President Barack Obama said Monday that there has been progress in budget talks to find spending cuts to accompany legislation allowing the government to continue to borrow to finance its operations and avoid defaulting on U.S. bonds.
The president also said in an interview with NBC's "Today" that he's "absolutely confident" that a budget agreement can be achieved in talks led by Vice President Joe Biden and that an agreement won't require radical change if "everybody makes some sacrifices."
"I am absolutely confident that we can move forward on a plan that gets our debt under control, gets our deficit under control," Obama said in an interview to air Tuesday morning. "There is a way of solving this problem that doesn't require any big, radical changes. What it does require is everybody makes some sacrifices."
The Biden-led talks are paving the way for a higher-level negotiation that will involve Obama and House Speaker John Boehner of Ohio.
House Majority Leader Eric Cantor, R-Va., who's representing House Republicans in the talks, said Monday that it's possible to find trillions of dollars in spending cuts so that lawmakers wouldn't have to revisit the politically poisonous topic before next year's elections.
Cantor and Boehner are insisting that the amount of deficit savings exceed the accompanying increase in the nation's debt limit.

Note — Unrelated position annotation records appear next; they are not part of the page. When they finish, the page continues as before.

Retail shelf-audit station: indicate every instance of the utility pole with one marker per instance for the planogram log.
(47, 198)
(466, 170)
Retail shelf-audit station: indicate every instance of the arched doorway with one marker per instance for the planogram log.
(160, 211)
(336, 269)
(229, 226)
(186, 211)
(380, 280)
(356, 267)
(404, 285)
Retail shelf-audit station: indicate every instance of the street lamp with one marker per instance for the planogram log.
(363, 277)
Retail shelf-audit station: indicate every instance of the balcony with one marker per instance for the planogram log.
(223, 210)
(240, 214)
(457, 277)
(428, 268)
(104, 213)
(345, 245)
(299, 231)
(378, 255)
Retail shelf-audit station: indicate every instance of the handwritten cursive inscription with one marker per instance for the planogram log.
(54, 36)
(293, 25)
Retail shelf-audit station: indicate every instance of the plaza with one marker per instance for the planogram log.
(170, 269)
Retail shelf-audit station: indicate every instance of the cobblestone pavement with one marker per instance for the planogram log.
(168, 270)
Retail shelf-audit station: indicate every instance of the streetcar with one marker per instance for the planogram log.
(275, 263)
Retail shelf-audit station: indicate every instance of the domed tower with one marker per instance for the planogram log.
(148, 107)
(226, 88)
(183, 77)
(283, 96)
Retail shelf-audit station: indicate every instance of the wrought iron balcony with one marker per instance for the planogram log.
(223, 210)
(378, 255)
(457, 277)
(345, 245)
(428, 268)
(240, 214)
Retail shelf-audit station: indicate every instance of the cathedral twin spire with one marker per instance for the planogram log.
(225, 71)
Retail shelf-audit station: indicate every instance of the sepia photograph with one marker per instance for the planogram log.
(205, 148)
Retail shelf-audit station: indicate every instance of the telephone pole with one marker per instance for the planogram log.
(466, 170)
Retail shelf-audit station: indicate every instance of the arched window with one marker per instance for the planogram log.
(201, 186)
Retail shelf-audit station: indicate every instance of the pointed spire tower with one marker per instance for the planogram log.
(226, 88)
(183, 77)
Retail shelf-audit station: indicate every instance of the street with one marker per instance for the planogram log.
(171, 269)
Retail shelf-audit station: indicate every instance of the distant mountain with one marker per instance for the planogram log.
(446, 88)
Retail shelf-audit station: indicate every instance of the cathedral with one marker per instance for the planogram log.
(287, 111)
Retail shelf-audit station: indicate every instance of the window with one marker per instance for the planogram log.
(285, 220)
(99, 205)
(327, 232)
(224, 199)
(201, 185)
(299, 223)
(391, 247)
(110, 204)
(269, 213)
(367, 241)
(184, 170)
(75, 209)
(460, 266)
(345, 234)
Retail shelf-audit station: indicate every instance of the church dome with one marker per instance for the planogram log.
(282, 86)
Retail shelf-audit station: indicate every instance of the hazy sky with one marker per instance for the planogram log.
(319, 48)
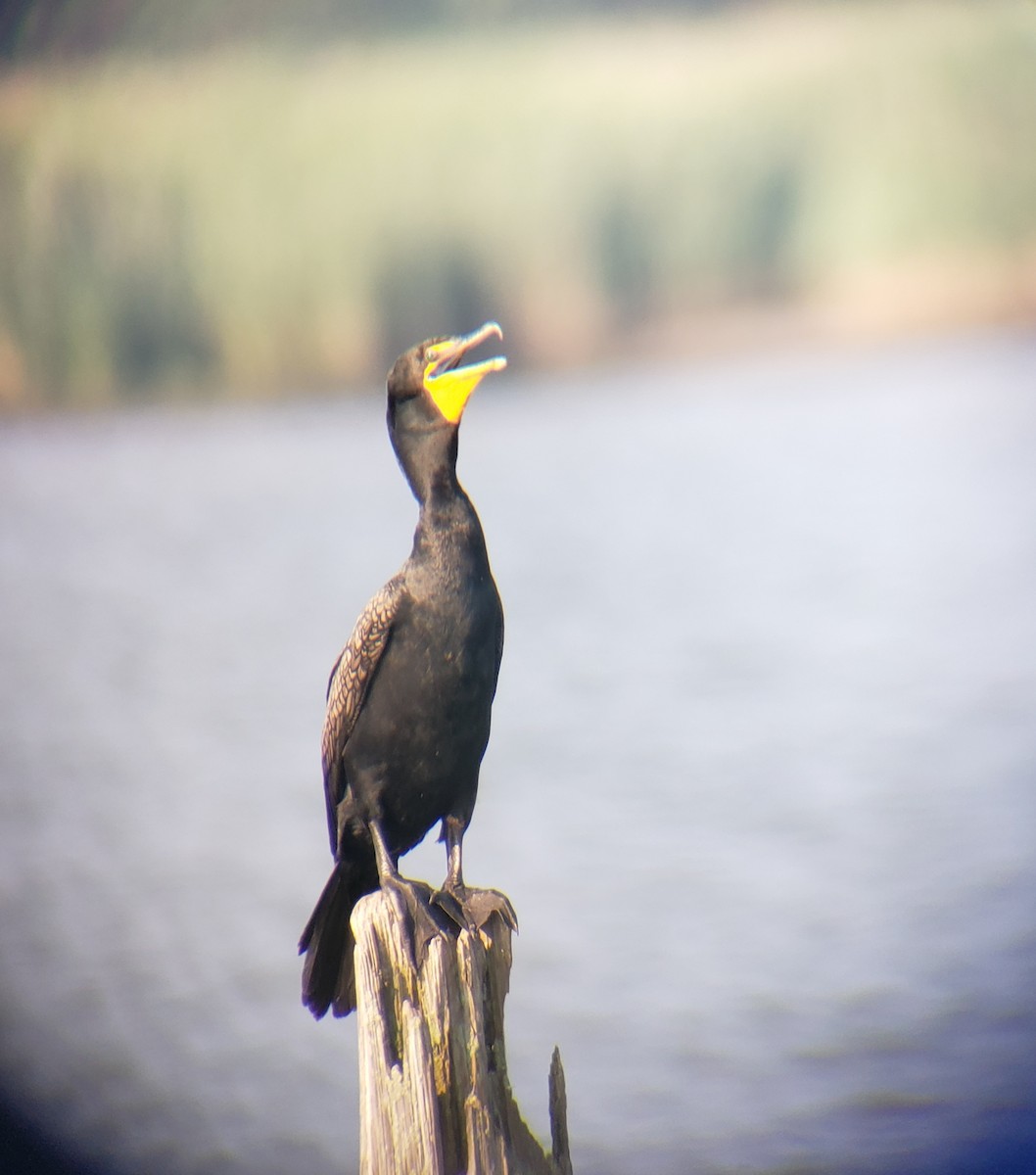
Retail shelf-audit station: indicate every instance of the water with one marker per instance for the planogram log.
(760, 784)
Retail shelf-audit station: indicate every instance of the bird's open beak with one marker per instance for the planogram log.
(451, 386)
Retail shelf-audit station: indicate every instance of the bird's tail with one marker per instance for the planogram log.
(328, 979)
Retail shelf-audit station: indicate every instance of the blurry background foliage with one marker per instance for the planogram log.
(259, 199)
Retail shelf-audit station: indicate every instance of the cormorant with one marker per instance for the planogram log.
(409, 697)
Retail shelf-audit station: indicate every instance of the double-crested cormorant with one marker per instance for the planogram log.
(409, 698)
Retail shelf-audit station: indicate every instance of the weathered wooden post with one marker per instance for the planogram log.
(435, 1098)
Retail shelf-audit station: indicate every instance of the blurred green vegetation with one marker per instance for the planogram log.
(265, 217)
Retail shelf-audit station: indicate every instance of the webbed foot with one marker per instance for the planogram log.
(424, 919)
(472, 909)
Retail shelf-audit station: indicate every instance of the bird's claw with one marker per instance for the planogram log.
(424, 921)
(472, 909)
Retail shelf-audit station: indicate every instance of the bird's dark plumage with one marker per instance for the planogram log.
(409, 698)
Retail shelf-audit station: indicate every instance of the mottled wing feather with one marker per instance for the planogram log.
(347, 688)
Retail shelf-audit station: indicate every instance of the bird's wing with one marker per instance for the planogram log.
(348, 685)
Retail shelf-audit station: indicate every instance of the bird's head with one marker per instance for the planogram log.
(430, 376)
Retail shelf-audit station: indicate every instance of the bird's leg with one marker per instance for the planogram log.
(475, 905)
(424, 925)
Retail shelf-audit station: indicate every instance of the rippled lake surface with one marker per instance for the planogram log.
(761, 782)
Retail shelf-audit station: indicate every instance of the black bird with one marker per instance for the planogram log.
(409, 698)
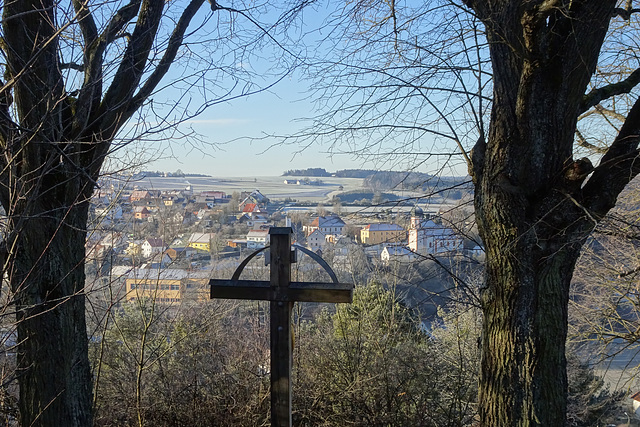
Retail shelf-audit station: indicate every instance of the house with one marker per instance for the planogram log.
(166, 286)
(331, 224)
(214, 194)
(151, 247)
(427, 237)
(134, 248)
(316, 240)
(179, 252)
(397, 253)
(374, 234)
(201, 241)
(141, 213)
(138, 195)
(257, 239)
(255, 221)
(255, 197)
(108, 213)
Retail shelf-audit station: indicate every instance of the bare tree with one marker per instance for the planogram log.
(75, 72)
(418, 82)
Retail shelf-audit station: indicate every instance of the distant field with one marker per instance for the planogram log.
(270, 186)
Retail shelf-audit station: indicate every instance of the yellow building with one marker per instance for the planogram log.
(200, 241)
(167, 286)
(375, 234)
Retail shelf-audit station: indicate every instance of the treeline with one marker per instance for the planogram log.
(345, 173)
(412, 181)
(177, 173)
(388, 180)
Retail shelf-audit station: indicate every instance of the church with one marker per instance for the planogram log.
(427, 237)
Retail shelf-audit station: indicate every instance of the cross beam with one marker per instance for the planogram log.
(281, 293)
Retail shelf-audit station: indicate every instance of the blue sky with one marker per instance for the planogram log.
(234, 135)
(236, 130)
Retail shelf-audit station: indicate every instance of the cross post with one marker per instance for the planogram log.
(281, 293)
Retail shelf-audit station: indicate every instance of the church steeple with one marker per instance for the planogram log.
(417, 215)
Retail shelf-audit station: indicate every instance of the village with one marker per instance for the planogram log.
(167, 244)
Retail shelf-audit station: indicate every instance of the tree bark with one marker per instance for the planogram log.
(530, 202)
(48, 282)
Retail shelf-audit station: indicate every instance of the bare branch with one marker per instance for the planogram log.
(175, 41)
(617, 168)
(596, 96)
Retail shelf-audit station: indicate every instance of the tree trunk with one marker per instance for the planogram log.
(523, 370)
(48, 281)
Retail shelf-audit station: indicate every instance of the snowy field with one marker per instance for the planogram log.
(271, 186)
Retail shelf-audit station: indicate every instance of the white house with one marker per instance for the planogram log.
(316, 240)
(400, 254)
(257, 239)
(431, 238)
(331, 224)
(151, 247)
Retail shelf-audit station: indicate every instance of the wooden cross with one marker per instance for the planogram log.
(281, 293)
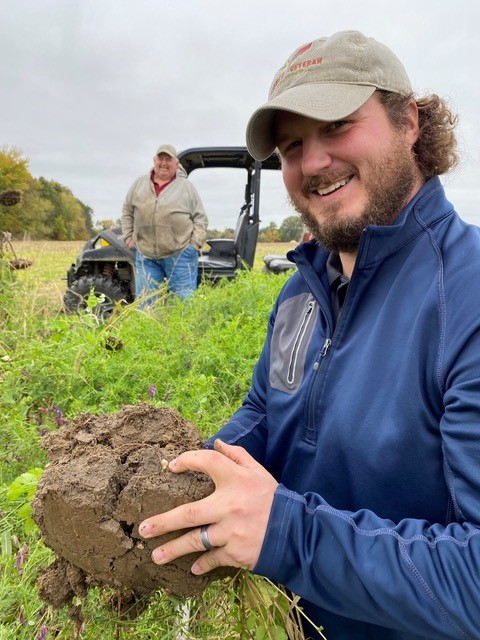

It would take a $2.5 trillion or so borrowing increase to keep the government afloat until early 2013.
Biden has only said that it's looking like the negotiations will produce more than $1 trillion, and he pressed Republicans last week to consider revenue increases such as limiting the value of tax deductions taken by the wealthy. That's a non-starter with Republicans.
The negotiators face an Aug. 2 deadline to raise the so-called debt limit. The group's seventh session is slated for Tuesday.
"We've seen some progress," Obama said.